This Article is From Jul 10, 2020

Moonwalker Buzz Aldrin Shares A "View Of Home", Taken From Space In 1969

"This view of home never gets old," wrote Dr Buzz Aldrin, more than half a century after his historic voyage to the moon.

Moonwalker Buzz Aldrin Shares A 'View Of Home', Taken From Space In 1969

A view of Earth in a picture taken from space during the Apollo 11 mission.

Buzz Aldrin has shared a throwback picture like no other on social media. The second human ever to step on the moon took to Twitter on Thursday to share a stunning shot of Earth rising above the moon's horizon. The picture was taken during the Apollo 11 mission in 1969. "This view of home never gets old," wrote Dr Aldrin, more than half a century after his historic voyage to the moon with Neil Armstrong and Mike Collins. He also added the hashtags #ThrowbackThursday and #Apollo11.

Apollo 11 was the first spaceflight to land humans on the moon as part of NASA's Apollo programme.
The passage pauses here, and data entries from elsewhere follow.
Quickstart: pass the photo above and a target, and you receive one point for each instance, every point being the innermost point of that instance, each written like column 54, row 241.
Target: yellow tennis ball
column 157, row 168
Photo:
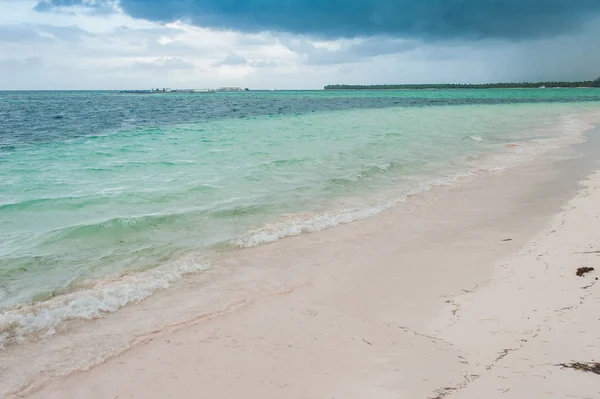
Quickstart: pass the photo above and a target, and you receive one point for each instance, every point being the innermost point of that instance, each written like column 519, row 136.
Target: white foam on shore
column 43, row 318
column 46, row 317
column 571, row 131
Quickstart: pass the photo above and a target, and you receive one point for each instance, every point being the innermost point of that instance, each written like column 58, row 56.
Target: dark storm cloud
column 423, row 19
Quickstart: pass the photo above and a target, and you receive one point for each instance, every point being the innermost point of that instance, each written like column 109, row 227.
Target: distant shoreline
column 590, row 84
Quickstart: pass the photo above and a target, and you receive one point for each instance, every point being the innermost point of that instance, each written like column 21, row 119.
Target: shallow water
column 97, row 185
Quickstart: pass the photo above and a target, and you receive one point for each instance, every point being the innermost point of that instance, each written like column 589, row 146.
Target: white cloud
column 75, row 48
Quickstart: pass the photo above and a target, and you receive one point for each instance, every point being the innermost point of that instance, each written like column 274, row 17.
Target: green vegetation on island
column 512, row 85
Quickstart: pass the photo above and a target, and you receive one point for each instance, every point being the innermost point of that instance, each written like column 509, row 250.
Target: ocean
column 107, row 197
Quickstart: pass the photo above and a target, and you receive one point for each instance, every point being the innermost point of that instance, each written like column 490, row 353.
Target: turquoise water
column 97, row 185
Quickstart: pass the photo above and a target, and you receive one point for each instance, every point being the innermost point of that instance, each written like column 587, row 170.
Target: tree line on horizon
column 509, row 85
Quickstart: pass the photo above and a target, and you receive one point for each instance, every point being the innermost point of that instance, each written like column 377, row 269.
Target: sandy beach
column 467, row 291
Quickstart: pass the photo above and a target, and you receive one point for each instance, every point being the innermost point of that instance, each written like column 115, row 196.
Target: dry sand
column 466, row 292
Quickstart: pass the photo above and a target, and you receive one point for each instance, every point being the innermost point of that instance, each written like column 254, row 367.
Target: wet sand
column 466, row 291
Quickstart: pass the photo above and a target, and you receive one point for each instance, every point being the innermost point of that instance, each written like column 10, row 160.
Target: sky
column 293, row 44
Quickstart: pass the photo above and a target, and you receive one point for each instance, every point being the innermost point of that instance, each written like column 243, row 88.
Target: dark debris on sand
column 587, row 367
column 583, row 270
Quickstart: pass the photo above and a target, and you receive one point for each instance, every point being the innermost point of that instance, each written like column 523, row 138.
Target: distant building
column 230, row 89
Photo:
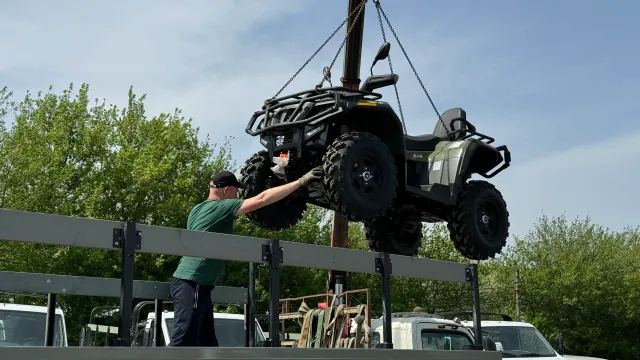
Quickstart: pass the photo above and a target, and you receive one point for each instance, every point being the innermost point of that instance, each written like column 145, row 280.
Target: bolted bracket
column 266, row 254
column 119, row 238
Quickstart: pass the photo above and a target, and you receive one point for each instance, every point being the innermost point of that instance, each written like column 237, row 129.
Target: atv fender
column 453, row 162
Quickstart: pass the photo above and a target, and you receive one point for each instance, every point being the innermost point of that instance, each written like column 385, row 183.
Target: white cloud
column 596, row 180
column 218, row 61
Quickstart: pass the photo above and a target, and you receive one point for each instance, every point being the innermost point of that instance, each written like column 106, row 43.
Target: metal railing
column 129, row 238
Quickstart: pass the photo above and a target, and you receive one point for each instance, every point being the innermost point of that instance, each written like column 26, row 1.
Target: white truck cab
column 229, row 329
column 25, row 325
column 421, row 331
column 517, row 339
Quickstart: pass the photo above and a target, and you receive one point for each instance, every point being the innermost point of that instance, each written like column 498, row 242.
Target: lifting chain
column 326, row 70
column 379, row 10
column 395, row 86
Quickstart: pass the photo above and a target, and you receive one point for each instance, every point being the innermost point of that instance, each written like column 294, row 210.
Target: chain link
column 379, row 7
column 395, row 86
column 316, row 52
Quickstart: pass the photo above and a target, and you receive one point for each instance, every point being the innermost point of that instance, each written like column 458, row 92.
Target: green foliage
column 65, row 155
column 70, row 155
column 581, row 280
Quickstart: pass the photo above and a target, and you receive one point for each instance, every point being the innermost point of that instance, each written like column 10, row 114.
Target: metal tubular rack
column 130, row 238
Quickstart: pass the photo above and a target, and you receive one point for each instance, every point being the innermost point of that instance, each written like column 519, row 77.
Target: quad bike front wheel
column 360, row 176
column 479, row 223
column 394, row 235
column 257, row 174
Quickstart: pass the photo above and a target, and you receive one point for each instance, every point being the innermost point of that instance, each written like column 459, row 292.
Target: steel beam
column 182, row 353
column 110, row 287
column 70, row 231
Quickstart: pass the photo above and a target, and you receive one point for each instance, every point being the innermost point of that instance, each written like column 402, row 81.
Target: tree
column 579, row 280
column 66, row 156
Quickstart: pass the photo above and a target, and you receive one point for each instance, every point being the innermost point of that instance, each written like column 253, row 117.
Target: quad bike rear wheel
column 394, row 235
column 360, row 176
column 479, row 223
column 257, row 174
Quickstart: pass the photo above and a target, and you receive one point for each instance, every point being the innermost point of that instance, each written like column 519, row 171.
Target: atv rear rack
column 276, row 115
column 471, row 131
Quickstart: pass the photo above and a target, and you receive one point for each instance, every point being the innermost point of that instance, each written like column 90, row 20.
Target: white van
column 517, row 339
column 25, row 325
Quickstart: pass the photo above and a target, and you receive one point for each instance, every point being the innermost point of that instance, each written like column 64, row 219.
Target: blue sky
column 555, row 81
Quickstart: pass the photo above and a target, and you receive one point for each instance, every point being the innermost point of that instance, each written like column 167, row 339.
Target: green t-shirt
column 213, row 216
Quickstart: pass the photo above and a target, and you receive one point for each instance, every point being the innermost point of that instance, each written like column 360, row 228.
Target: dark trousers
column 193, row 314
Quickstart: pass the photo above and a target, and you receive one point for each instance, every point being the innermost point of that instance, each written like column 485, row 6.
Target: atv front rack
column 276, row 113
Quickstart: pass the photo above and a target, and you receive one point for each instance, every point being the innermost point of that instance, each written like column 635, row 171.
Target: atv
column 376, row 174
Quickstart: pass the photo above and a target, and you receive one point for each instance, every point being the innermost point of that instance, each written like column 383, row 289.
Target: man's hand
column 312, row 176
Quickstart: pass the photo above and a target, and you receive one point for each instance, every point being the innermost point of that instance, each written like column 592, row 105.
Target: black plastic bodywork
column 431, row 167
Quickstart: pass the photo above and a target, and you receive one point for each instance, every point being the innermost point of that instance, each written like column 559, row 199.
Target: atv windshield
column 519, row 341
column 27, row 328
column 230, row 332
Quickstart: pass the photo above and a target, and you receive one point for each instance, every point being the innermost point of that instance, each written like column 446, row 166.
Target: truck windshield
column 230, row 332
column 519, row 341
column 443, row 340
column 26, row 328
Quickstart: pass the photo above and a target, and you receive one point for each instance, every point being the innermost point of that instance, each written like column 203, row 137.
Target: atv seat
column 426, row 142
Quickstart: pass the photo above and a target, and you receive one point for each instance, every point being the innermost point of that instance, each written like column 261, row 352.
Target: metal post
column 337, row 282
column 383, row 267
column 273, row 254
column 518, row 295
column 353, row 48
column 472, row 278
column 251, row 305
column 51, row 320
column 127, row 239
column 158, row 340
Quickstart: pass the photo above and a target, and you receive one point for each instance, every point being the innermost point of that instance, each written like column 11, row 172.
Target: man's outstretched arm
column 278, row 193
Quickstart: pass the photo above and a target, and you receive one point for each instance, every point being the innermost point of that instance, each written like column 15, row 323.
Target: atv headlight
column 311, row 133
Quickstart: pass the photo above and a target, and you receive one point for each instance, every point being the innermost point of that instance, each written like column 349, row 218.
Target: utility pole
column 517, row 295
column 337, row 282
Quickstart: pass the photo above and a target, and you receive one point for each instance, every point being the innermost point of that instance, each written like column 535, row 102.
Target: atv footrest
column 436, row 192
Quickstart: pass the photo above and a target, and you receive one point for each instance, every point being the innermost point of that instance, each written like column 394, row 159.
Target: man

Commander Neil Armstrong and lunar module pilot Buzz Aldrin were the first two people to land on the moon, while astronaut Michael Collins flew the Apollo 11 command module Columbia around the moon. 

According to NASA's website, the picture was taken on July 20, 1969 from the Apollo 11 spacecraft. The lunar terrain pictured is in the area of Smyth's Sea on the nearside. 

The picture has collected over 13,000 'likes' along with several comments.

"I cannot imagine what that was like in person," wrote one person.

"What do you do after you have walked on the moon? Seriously, what goals do you set?" another asked. 

Last year, Dr Aldrin had recalled moments of his journey to the moon, saying that he and his crewmates were so absorbed in doing their jobs that they were oddly disconnected from how momentous the occasion was as it unfolded for hundreds of millions of people on Earth, watching it all on live television.

"I sometimes think the three of us missed 'the big event'," Aldrin said during a 50th anniversary gala at the Ronald Reagan Library outside Los Angeles. "While we were out there on the moon, the world was growing closer together, right here."

Describing the experience of being on the moon, he said: "We had gotten there, and it looked pretty desolate. But it was magnificent desolation. I think Neil remarked the beauty, too."